Once we were served our drinks, we ordered matching surf and turfs, sirloins and lobster tails, medium rare. Marilyn offered to let me taste her drink, which I did (very sweet and cold, the better to hide the booze) and I gave her a taste of my gin and tonic, which she didn't like as much. We talked some more about booze, when she asked where the blue in her drink came from. I remembered seeing this on a TV show once, and described the process of making liqueurs. When she asked how I knew about it, I gave her the story about the RPI application again.

"Enough about me and my dissolute habits. Tell me about Marilyn Lefleur and her dissolute habits.", I said.

"I don't have any dissolute habits!", she protested.

"Really? Those are the best kind of habits. Besides, I already know you have a bunch of them."

"Like what?"

"Well, you hang around frat houses, luring young boys into duels, and then sleep with them. Sounds pretty dissolute to me."

She grinned at that. "You are never going to let me hear the end of that, are you?"

"And I told you, it will be a great story to tell your grandchildren someday. Especially if you tell it while your children are around to be properly scandalized."

"So what did your grandparents ever tell you?", she countered.

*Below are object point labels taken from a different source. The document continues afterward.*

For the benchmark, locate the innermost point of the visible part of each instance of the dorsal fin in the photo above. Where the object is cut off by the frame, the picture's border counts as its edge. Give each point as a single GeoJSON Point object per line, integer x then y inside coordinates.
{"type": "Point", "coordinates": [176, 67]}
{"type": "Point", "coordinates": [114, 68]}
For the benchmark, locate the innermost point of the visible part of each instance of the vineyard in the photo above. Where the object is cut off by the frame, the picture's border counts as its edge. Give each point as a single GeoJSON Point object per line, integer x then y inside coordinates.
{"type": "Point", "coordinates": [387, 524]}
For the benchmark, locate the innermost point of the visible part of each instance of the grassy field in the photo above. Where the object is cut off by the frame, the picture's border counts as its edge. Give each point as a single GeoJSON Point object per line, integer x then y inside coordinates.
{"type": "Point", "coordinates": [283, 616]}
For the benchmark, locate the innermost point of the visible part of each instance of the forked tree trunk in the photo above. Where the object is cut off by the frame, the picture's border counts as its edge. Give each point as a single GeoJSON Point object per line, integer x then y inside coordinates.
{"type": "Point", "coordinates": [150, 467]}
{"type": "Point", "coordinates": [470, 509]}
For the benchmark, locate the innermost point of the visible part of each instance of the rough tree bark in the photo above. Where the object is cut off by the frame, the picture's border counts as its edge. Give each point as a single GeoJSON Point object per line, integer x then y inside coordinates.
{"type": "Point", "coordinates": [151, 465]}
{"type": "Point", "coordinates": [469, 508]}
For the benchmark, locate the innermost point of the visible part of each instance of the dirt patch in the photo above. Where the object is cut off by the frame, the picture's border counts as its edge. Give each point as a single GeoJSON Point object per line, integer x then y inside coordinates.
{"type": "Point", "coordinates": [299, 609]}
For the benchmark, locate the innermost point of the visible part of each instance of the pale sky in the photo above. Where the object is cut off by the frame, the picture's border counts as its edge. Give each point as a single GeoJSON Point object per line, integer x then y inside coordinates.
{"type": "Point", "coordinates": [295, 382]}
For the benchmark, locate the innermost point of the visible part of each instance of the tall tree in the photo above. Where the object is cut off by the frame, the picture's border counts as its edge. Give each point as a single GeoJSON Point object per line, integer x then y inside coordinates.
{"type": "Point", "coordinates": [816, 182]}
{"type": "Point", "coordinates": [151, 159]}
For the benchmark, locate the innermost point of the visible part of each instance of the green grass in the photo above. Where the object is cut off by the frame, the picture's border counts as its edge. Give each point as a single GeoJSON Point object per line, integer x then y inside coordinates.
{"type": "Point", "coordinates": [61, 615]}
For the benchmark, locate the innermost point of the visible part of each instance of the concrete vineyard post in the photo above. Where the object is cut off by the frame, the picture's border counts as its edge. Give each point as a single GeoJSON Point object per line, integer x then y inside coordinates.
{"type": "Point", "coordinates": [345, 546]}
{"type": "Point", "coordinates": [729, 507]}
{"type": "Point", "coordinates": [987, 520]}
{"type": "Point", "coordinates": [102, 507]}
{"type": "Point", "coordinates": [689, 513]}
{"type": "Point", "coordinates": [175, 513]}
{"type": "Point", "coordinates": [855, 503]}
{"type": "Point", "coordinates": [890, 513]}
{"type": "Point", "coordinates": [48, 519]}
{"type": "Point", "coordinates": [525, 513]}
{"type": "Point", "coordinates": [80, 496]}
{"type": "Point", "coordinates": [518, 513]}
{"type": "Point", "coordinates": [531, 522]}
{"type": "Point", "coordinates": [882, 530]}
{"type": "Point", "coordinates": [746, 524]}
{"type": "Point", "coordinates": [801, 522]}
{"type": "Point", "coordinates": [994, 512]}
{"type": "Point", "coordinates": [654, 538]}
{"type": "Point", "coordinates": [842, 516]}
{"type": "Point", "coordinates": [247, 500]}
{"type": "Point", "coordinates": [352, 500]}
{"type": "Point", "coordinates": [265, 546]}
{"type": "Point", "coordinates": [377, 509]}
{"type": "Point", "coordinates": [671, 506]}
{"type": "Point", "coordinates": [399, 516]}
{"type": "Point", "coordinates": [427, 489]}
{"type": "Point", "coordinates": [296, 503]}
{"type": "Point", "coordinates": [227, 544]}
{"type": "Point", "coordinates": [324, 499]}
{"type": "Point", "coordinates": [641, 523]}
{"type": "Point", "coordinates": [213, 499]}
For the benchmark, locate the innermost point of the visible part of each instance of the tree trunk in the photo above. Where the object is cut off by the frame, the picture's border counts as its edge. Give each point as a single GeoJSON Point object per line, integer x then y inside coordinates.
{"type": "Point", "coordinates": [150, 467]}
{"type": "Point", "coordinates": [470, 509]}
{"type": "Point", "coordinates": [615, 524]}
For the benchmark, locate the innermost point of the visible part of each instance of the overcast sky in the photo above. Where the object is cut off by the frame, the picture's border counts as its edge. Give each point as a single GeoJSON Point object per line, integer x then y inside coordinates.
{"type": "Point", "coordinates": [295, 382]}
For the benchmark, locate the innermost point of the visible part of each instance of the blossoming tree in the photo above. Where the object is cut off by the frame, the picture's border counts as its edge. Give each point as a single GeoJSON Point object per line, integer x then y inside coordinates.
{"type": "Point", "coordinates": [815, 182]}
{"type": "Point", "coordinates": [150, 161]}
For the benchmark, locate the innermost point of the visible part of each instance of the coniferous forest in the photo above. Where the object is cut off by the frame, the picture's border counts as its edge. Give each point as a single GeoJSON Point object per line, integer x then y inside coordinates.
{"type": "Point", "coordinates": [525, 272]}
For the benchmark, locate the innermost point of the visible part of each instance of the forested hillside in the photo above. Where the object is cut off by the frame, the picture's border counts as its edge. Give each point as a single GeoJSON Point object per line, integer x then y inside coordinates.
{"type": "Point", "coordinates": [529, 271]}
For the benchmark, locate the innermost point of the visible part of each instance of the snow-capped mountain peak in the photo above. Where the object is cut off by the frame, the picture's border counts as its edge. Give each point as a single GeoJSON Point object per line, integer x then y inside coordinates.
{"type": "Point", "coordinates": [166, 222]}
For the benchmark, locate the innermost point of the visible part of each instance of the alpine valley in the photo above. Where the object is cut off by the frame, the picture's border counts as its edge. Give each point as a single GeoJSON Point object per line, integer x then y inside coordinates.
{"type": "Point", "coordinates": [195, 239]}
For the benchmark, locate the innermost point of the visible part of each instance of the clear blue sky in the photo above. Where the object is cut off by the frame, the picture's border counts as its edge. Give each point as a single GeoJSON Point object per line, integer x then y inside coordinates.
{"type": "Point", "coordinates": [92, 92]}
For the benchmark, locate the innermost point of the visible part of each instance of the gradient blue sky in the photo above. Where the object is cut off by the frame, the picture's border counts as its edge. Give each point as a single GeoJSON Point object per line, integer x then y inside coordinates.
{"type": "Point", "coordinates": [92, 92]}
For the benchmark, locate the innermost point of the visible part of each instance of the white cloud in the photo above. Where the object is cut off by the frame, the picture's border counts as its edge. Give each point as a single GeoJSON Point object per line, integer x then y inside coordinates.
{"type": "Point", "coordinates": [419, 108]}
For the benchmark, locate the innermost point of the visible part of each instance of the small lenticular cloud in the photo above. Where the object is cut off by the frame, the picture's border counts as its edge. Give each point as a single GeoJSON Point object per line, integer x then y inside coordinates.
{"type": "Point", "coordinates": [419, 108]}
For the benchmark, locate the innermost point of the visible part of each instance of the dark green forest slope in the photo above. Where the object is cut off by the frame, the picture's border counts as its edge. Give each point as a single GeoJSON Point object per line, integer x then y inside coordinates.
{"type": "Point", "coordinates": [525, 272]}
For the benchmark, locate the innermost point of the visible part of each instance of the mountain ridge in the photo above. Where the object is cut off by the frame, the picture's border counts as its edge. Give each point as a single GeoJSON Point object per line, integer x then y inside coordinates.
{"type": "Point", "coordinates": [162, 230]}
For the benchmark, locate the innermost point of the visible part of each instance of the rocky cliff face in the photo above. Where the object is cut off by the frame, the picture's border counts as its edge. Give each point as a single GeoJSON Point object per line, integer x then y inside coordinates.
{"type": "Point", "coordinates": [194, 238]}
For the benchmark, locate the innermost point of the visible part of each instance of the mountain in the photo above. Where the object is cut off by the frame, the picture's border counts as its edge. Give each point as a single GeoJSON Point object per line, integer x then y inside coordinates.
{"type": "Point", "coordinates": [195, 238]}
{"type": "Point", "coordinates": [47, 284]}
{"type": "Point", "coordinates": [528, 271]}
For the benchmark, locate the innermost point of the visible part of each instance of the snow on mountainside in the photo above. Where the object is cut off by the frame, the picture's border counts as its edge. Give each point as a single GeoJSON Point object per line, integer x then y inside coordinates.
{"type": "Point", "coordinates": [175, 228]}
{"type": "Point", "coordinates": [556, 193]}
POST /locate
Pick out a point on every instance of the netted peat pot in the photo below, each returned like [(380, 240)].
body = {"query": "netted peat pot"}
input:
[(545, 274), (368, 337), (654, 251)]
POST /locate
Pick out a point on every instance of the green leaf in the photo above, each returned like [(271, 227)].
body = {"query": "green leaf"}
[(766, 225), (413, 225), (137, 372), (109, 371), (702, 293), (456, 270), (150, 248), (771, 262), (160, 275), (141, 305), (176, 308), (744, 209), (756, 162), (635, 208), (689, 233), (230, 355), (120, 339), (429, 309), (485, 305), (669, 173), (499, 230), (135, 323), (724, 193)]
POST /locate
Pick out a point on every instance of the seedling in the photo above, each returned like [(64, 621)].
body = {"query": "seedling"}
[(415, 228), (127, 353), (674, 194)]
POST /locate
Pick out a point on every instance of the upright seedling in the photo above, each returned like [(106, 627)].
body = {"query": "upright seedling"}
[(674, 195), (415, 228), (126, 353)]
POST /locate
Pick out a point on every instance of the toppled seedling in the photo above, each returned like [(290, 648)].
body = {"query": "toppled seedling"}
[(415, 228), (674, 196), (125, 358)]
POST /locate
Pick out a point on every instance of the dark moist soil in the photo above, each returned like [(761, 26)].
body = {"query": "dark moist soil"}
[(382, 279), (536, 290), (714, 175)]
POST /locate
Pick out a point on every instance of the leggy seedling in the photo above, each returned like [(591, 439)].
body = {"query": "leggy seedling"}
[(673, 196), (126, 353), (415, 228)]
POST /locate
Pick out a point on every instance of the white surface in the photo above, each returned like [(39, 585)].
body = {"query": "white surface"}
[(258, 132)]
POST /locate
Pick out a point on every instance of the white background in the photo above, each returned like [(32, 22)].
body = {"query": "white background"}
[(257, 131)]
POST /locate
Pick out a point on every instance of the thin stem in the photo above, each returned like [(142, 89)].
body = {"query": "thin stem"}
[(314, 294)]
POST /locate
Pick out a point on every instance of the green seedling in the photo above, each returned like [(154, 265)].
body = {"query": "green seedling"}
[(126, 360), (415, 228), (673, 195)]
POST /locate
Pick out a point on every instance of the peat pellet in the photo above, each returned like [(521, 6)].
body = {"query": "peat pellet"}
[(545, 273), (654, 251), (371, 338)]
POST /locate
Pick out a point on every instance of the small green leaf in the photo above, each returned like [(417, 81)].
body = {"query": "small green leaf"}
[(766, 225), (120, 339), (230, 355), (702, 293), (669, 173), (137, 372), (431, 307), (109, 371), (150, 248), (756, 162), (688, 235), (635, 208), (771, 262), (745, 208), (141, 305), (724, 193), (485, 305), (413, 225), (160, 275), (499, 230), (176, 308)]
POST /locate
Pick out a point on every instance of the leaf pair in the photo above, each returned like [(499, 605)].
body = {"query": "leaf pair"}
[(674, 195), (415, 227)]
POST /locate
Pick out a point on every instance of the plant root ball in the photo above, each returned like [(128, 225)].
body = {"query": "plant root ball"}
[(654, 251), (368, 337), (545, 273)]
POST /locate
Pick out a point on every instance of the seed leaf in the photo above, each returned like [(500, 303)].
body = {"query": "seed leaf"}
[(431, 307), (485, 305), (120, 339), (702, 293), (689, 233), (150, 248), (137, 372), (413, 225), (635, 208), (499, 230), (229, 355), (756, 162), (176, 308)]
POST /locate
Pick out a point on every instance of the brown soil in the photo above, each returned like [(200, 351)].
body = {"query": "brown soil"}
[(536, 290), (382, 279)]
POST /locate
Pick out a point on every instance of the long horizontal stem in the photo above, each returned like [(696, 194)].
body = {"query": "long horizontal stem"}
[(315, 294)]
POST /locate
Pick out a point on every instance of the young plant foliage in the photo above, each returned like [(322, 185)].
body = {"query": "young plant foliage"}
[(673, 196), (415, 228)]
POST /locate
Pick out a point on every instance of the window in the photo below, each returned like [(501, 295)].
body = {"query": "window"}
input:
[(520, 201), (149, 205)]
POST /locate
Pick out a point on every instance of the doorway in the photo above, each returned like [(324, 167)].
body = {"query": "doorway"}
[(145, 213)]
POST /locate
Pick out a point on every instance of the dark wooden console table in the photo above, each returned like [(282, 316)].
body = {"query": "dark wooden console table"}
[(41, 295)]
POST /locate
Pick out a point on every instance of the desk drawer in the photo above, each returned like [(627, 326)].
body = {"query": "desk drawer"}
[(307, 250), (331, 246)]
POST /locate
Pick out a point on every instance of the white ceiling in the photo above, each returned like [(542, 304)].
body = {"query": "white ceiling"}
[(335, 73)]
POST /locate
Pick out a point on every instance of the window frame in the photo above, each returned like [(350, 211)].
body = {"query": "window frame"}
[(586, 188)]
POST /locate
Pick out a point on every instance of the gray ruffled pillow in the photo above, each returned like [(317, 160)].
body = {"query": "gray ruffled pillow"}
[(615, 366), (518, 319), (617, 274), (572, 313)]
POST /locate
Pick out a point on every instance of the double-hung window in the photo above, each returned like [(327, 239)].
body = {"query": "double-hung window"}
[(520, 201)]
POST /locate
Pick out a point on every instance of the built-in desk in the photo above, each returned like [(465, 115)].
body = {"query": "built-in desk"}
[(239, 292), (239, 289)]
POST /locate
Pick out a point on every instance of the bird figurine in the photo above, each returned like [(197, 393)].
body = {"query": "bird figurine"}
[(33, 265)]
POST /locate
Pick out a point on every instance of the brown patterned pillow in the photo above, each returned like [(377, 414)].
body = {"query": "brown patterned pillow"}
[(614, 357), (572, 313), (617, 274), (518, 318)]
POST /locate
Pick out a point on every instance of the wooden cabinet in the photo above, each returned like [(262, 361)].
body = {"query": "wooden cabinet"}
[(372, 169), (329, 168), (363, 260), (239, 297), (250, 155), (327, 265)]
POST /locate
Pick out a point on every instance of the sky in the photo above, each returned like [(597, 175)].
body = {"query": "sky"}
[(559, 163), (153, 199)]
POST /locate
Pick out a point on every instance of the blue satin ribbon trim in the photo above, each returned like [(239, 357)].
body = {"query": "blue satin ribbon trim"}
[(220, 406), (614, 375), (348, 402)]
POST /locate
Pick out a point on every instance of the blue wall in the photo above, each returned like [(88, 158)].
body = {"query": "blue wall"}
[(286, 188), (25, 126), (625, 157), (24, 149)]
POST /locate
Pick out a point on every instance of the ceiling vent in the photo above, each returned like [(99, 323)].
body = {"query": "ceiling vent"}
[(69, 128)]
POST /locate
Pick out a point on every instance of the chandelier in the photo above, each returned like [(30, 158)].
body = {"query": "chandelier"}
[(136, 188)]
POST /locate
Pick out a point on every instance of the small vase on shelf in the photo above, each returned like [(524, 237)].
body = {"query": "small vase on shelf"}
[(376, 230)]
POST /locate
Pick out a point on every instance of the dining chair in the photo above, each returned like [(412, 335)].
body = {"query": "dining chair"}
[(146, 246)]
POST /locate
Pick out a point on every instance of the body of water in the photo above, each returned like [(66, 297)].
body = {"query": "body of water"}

"My mom's parents made booze in the bathtub during Prohibition. Does that count?"

"I'm seeing a real trend here."

I had to laugh at that, and then nodded and agreed. I got her to start telling me about her family. I already knew it, of course but it was good to hear it from her again, fresh.

Marilyn was the oldest of nine children, and her mother was currently pregnant with number ten. Needless to say, they were Roman Catholic. She had gone to parochial schools, in her case UCA, Utica Catholic Academy, which was the girl's school in Utica. Boys went to Notre Dame, which hadn't turned coed until after she left. The next seven kids in the family were all boys, which made growing up difficult in some ways, but better in others. She never had a roommate, for one thing.

"I gather your mother didn't use the Pill."

"That's against the rules.", she replied.

"Not that pill. I mean an aspirin. That prevents pregnancy, too."